To do this, they randomly selected four students from each of her three classes to interview.
The students, who were between 9 and 11 years old, unanimously told investigators that their teacher did not discuss Israel, Hamas, Jewish people, current events or other countries in her class. Many reported that she had the American and Florida flags hung in her classroom, and others added that she’d never worn clothing supporting Palestinian people.
In one student’s written statement, they said their reading teacher “always talks about the book” and “never gets of (sic) topic.”
“I never heard her talk about Israel or Palestine but I don’t know what that is,” the student wrote.

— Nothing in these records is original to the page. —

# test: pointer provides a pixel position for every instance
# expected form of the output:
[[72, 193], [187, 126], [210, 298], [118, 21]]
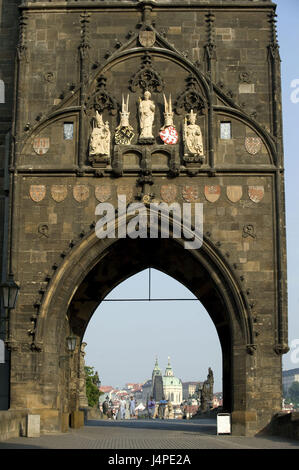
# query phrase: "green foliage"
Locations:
[[92, 386], [293, 393]]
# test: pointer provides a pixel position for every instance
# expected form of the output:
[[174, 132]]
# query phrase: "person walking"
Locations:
[[132, 407], [151, 405], [162, 406], [122, 406]]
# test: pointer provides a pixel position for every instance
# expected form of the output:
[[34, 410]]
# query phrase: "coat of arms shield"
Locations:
[[59, 192], [253, 145], [212, 192], [256, 193], [41, 145], [147, 38], [168, 192], [169, 135], [190, 193], [37, 192], [125, 190], [81, 192], [234, 193], [103, 193]]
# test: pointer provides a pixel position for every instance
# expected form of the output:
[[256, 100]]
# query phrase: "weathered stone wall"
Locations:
[[75, 52]]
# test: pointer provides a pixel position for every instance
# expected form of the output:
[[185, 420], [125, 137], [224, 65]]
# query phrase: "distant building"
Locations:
[[172, 386], [146, 391], [189, 389], [288, 377]]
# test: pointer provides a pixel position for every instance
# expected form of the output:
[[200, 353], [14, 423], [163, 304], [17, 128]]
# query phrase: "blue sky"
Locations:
[[123, 339]]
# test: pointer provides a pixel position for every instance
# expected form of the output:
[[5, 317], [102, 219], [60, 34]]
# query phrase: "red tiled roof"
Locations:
[[106, 388]]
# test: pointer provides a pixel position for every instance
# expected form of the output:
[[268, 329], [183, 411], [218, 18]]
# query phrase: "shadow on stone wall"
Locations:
[[284, 425]]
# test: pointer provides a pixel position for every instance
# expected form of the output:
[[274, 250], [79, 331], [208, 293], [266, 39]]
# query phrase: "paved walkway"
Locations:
[[145, 434]]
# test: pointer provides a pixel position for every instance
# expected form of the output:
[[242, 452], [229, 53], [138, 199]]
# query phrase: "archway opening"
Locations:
[[148, 316]]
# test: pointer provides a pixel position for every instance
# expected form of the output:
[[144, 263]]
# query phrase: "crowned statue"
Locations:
[[193, 137], [124, 132], [146, 115], [99, 145]]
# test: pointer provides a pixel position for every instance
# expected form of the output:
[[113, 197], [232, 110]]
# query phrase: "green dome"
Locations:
[[170, 381]]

Teachers and colleagues at the elementary school also said they’d never discussed conflicts in the Middle East with the teacher. All 12 said they had varying levels of contact with the teacher outside of school and on social media but that they had never heard her mention the Israel-Hamas war.
The teacher, who The Post is not naming because she was not disciplined by the school district, also spoke to investigators about her social-media post and her letter.
She said she considered the phrase “from the river to the sea, Palestine will be free” as a call “for the liberation of people being oppressed,” and that she did not intend to be antisemitic or to incite or promote violence.
Read the teacher’s Nov. 1 letter
Good Afternoon Superintendent Burke and School Board Members,
I am an employee of Palm Beach School District and I am writing to you in regard to the ongoing devastation in the Middle East.
Mr. Burke, in your last email regarding the topic on October 10th, you reminded our District that “we stress the values of respect, tolerance, and inclusivity” and encouraged parents to engage in conversations with their children about the importance of respect, empathy, and the harmful consequences of prejudice. For this, I commend you.
However, the atrocities in Palestine, specifically Gaza have not stopped. Today marks the 25th day of constant bombardment on innocent Palestinian civilians with a death toll at over 8,000, of which 3,500 are children.
As an educator of our community’s children, I implore you to uphold the stress on the “values of respect, tolerance, and inclusivity” for the Palestinians in our community during this devastating time. Parents can only effectively engage in conversations with their children about the importance of respect, empathy, and the harmful consequences of prejudice if they understand that the Palestinian people in Gaza are being violently and indiscriminately massacred.
On October 14, Wadea Al-Fayoume, a six year-old boy, was stabbed 26 times at his home in Chicago by his family’s landlord as a result of hate crime due to the family being Muslim and Palestinian. Our community must be properly informed about the devastation happening to Palestinians to avoid such hate and evil.
In addition, I would like to make something very clear: The American voices speaking up for the freedom of Palestine and calling for a ceasefire, including countless Jewish voices, are voices for humanity. This is not a matter of religion, skin color, or race. This is a matter of humanity. We as humans are standing up for human rights.
Every morning for the last 25 days, I am waking up to first-hand accounts online of Palestinian civilians being killed. Palestinian parents crying out because their children were killed and dismembered by the bombing. Palestinian children crying out because their parents were killed. Doctors treating patients on the floor of hospitals with no anesthesia and no electricity, just the flashlight from a phone. I, amongst many Americans, Arab and non-Arab, mourn these losses and feel helpless and in awe at what we are witnessing.
So again, I am pleading with you to please publicly recognize the Palestinian community by speaking up for humanity and encourage our community to show understanding and empathy to the Palestinian people.